Pierre Lapointe ha vinto il Félix come Album popolare dell’anno e Rivelazione dell’anno al gala ADISQ 2005.

M.G.: Sei andata in terapia?

PL: Certamente! Vado dagli psicologi da quando avevo 14 anni. Detto questo, durante questo periodo, ho vissuto grandi cose e bellissime storie d’amore.

M. G.: Trovo che sia un disco che resiste alla prova del tempo.

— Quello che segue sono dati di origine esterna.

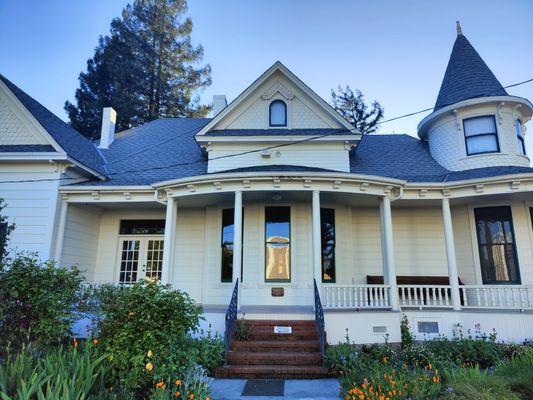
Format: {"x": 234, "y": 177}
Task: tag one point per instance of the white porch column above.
{"x": 60, "y": 235}
{"x": 317, "y": 239}
{"x": 450, "y": 254}
{"x": 169, "y": 239}
{"x": 390, "y": 270}
{"x": 237, "y": 236}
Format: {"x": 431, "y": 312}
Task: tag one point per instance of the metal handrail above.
{"x": 319, "y": 318}
{"x": 231, "y": 317}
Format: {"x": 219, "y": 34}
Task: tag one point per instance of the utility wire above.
{"x": 234, "y": 154}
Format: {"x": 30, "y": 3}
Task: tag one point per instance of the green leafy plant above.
{"x": 407, "y": 336}
{"x": 518, "y": 372}
{"x": 473, "y": 383}
{"x": 145, "y": 329}
{"x": 242, "y": 332}
{"x": 37, "y": 301}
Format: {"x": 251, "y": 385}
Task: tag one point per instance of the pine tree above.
{"x": 146, "y": 68}
{"x": 353, "y": 108}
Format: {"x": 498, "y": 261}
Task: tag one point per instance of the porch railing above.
{"x": 319, "y": 318}
{"x": 356, "y": 296}
{"x": 428, "y": 296}
{"x": 425, "y": 296}
{"x": 502, "y": 297}
{"x": 231, "y": 319}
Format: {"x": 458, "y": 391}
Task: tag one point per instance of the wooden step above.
{"x": 273, "y": 372}
{"x": 276, "y": 345}
{"x": 274, "y": 358}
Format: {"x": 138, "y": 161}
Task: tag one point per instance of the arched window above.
{"x": 278, "y": 113}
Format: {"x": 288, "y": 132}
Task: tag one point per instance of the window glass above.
{"x": 278, "y": 113}
{"x": 497, "y": 251}
{"x": 327, "y": 222}
{"x": 227, "y": 245}
{"x": 142, "y": 227}
{"x": 277, "y": 243}
{"x": 481, "y": 135}
{"x": 520, "y": 137}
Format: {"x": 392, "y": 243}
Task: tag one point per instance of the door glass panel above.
{"x": 129, "y": 261}
{"x": 154, "y": 259}
{"x": 277, "y": 243}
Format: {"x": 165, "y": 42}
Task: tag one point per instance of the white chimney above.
{"x": 107, "y": 134}
{"x": 219, "y": 103}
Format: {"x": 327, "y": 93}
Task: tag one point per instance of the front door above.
{"x": 140, "y": 257}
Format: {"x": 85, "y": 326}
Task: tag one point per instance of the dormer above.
{"x": 278, "y": 109}
{"x": 475, "y": 122}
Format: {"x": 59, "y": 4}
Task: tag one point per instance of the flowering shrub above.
{"x": 390, "y": 382}
{"x": 37, "y": 301}
{"x": 417, "y": 355}
{"x": 144, "y": 329}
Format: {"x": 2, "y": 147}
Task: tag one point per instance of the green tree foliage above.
{"x": 351, "y": 105}
{"x": 145, "y": 69}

PL: Sono abbastanza d’accordo con te, tranne che per due o tre canzoni che, a livello di scrittura, sono invecchiate male. Non voglio dire quali, perché se sono importanti per le persone, non vorranno più ascoltarli.

M. G.: Quali riproponi?






PL: Come un uomo mi segue ancora. Il colombario ritorna di tanto in tanto.

M. G.: È questo il disco che ha avuto il maggiore impatto sul tuo pubblico?

PL: Quello e La foresta dei non amati. Tutti mi dicevano che non mi sarebbe piaciuto il mio primo disco. Adoro questo disco. Rappresenta tutto ciò che ero in quel momento. Avevo tutto ciò che sognavo di doverlo fare. Ne sono fiero.